149 Views Asked by At

Given that a policy is a function from a state action pair to probabilities, the set of policies for a MDP forms a POSET (the partial order is due to value function for a policy). Why there should be a maximal element in that POSET ? Are all the maximal elements the same.

1

There are 1 best solutions below

0
On

I agree that the existence of a maximal element isn't obvious. Indeed, a form of your first question (i.e. the existence of an optimal policy) has occupied researchers in MDPs since the field got its start in the mid-20th century.

It was shown early on (by Ronald Howard in 1960 and David Blackwell in 1962) that for discounted and average-cost MDPs with finite state and action sets, a greatest element always exists and can be constructed in a finite number of steps - see e.g. Chapters 6, 8, and 9 in the book Markov Decision Processes: Discrete Stochastic Dynamic Programming by Martin Puterman.

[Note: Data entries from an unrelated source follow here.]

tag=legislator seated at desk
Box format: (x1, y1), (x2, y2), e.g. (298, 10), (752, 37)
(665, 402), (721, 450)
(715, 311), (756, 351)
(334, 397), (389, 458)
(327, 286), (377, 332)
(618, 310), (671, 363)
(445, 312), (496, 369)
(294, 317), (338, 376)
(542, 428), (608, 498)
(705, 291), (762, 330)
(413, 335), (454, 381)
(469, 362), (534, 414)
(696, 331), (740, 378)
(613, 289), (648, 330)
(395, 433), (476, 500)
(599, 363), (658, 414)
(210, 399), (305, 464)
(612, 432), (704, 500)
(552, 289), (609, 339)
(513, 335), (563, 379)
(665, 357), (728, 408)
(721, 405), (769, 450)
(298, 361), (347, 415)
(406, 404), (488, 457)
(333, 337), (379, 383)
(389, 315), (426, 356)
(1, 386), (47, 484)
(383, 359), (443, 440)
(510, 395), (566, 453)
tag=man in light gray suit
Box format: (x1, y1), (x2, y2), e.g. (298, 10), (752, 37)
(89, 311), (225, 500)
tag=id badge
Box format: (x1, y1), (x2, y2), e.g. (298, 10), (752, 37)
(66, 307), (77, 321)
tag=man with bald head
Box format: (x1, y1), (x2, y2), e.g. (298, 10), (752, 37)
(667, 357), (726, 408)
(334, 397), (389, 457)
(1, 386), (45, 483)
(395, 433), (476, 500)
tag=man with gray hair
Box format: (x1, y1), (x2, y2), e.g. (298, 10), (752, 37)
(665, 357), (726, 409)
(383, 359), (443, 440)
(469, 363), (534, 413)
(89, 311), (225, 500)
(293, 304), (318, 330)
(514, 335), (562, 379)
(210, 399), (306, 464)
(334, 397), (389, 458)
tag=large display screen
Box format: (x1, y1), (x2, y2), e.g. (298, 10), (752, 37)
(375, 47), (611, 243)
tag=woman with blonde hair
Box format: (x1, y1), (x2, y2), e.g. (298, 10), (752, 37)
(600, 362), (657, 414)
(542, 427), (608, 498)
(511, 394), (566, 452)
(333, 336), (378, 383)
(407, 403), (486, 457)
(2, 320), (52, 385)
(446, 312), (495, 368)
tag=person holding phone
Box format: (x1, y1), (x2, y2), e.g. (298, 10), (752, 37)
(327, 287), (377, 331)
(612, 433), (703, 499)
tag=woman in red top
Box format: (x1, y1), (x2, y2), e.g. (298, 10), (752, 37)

But, if either the state set or action sets are infinite, there might not be a maximal element without some additional assumptions - see e.g. Section 6.6 in Applied Probability Models with Optimization Applications by Sheldon Ross.

Regarding your second question, I'm not aware of any examples where there is no greatest element but more than one maximal element. It might be possible to construct one using one of the examples of MDPs with no optimal policy.